Workforce planning and change management remain critical

An agile model needs to transition management and change to achieve the intended benefits.

Just because the organizational model being moved towards is an agile one doesn’t mean that leading-practice approaches to delivering workforce transition and change management can be ignored.

When organizations are implementing their agile organizational models, there are four activities that can help them deliver on their intended return on investment:

  1. Select the first-adopter business units carefully and support them to be successful. Achieving breakthrough results builds excitement and interest internally, creating demand and commitment from fast-followers. 
  2. Take a strategic approach to filling critical capability gaps. The demand for new capabilities and skills needs to feed through to strategic workforce planning, so organizations can develop plans that consider the relative business cases for acquiring versus developing these capabilities. This needs to link to a smarter approach to attracting and retaining top talent in an environment where everyone in the market is competing for the same skills.
  3. Hire catalyzers at the leadership level who have the confidence and experience to lead in the required way. Leading from the front with new behaviors in an existing culture is difficult. It’s reasonable that some of the existing leadership won’t have the right capabilities, and even that some of the new recruits may leave as they rub up against the existing corporate culture. 
  4. Invest in a program of change interventions that reflects the complexity of the move to agile models. This change program needs to include the required employee segmentation and personalization of communications, change interventions and change tracking. As with all successful change programs, it needs to identify, activate and support change champions in the business

Key considerations to help you look before you leap

For organizations considering agile organizational design, the five takeaways below – learned from the early adopters – offer a place to start.

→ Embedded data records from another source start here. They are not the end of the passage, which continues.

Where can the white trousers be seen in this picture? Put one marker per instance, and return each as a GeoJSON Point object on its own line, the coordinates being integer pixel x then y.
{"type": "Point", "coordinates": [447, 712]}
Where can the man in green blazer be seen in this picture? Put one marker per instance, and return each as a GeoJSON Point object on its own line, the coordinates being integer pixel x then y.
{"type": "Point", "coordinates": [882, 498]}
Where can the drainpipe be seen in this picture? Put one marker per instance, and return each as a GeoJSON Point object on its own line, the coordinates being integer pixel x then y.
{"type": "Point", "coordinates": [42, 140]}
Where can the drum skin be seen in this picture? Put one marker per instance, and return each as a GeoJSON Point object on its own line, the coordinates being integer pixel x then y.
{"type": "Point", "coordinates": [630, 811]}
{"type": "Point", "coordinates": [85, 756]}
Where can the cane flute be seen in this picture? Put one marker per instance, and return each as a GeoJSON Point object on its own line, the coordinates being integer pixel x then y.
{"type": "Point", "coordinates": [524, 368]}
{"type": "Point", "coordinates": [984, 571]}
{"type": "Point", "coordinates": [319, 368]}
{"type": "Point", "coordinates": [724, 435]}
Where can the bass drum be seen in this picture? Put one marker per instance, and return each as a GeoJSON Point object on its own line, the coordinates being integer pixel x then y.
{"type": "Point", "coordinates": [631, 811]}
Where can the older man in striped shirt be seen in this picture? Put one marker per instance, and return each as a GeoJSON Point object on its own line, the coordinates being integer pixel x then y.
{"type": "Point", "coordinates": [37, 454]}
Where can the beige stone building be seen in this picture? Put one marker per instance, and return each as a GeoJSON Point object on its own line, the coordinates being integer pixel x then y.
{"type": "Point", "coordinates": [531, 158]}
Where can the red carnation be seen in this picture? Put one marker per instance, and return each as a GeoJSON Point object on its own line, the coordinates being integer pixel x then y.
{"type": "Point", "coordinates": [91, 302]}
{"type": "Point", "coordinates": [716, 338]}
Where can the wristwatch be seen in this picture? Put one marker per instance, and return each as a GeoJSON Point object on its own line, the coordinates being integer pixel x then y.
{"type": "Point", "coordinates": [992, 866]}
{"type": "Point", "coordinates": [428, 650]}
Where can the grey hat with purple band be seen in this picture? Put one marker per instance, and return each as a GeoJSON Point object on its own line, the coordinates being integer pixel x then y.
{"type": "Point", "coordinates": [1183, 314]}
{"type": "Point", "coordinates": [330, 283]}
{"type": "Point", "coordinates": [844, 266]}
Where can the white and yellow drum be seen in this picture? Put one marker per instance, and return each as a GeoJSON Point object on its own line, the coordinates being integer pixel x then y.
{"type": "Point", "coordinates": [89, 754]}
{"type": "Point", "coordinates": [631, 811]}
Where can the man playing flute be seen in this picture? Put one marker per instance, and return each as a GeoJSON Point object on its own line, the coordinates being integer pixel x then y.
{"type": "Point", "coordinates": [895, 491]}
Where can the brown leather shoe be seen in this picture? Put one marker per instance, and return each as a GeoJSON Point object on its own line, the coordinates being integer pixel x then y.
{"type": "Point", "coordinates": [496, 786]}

There’s a reason so many organizations are exploring agile organizational designs to help them fast-track against their growth and performance objectives. Disruptive innovation, faster speed-to-market, lower development costs and stronger employee engagement can help organizations excel in an ever-more competitive and disrupted market.

Winning organizations are applying agile delivery principles to their organizational models, so they can respond faster and more efficiently to market dynamics. However, template-based and wholly-agile organizational models are rarely right for most organizations. Instead, organizations are finding that by taking a more targeted approach, they can achieve better business results. By choosing the right parts of the organization to roll out an agile model and then managing the changes to skills and culture, organizations can chart a course for success.

Here are the five key takeaways to consider when taking the leap:

    1. Know why your company wants to take an agile organizational approach, what you expect to achieve from it and how to measure your success.
    2. Use an agile design where it works. Identify the business units that offer the greatest potential for growth through disruptive innovation and create effective relationships across agile and traditional business units.
    3. Develop a plan to support the transition to the new culture and skills required. Have leaders serve as role models who emulate the right behaviors and adapt your talent strategy to build the right skills.
    4. Take a multi-speed approach to implementation. It offers the best chance of building the skills and ways of working that will deliver measurable ROI. It also gives the traditionalists more time to adjust to today’s brave new agile world.
    5. Expect initial imperfections. There’s bound to be a learning curve. Turn these challenges into opportunities to iterate towards a model that works best for your organization.

    Summary

    Disruptive innovation, faster speed-to-market, reduced development costs and improved employee engagement can help businesses excel in an increasingly competitive and disrupted market. A targeted approach, sequenced implementation and investment in culture are keys to a successful agile organizational transformation.